The hardest parts are quick dips where the trail goes from descent to very steep up. If the path is smooth you can attempt to roll the up with momentum. Take the drop fast and hope you have enough speed to pull you most of the way up the hill in big gear (higher speed). You may need to stand and mash completed it. Or when it is really hard there might be turn at the bottom killing all your momentum. In these cases you need drop gears early and may over spin some parts have enough to make it over the top. I have also down shifted cogs in the back and pedaled a few turns while riding the brakes just to change gears to be ready for the climb out. If you need to put power down you rather not be having the derailuers trying to change gears as that increases the risk of breaking stuff. You want to already be in the right gear.
Great info in this thread. This last one in particular is interesting because one of the local trails I ride is exactly as this. I practically need to spin on the steep and pretty short uphills and then don't really have time to switch gears going down, but had I I might have been able to make it up the other hill.

Either way I have yet to find a way to make it completely smooth lol.
 
I was wondering if there are particular situations when you're better off switching the front or rear gears to change speed? I normally change the front gear speed when I want a big speed change rapidly such as if I'm on flat pavement and a sudden steep hill appears, and change the rear gear for more subtle changes like a slight change in the path's inclination.

Am I using them right?

Thanks
Yup Pretty close shifting the front ring early to get into the right range...then trimming with the RD...

Of course on the other hand...

if you have a steep short gully to deal with...

I put it in the big ring and small on the rear and blast down has fast as I can...then on the up hill I grab a handful of RD to get to lower and lower gears...

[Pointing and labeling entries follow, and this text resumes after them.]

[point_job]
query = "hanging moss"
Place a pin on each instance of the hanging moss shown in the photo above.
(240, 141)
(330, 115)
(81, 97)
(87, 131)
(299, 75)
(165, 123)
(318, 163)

No time to reliabley shift the front...Anyway I end up cross chained and able to clean the section....most I ride with can't get it clean, cause they either drop the chain trying to get into a lower front ring....or havn't blasted down fast enough to get up the other side.
 
Instead of focusing on putting power down between the ups and downs, shift into second and focus on lowering your center of gravity and picking the right line. You can start at a higher gear in the rear if you'd like, just be careful about peeling off gears. The only time I hammer a downhill in third is if it's a non-technical section and I know the next hill is short and steep. If you do that, attack early and mash the pedals. Select the right gear in the back and peel off as you get closer to cresting the hill and lose momentum.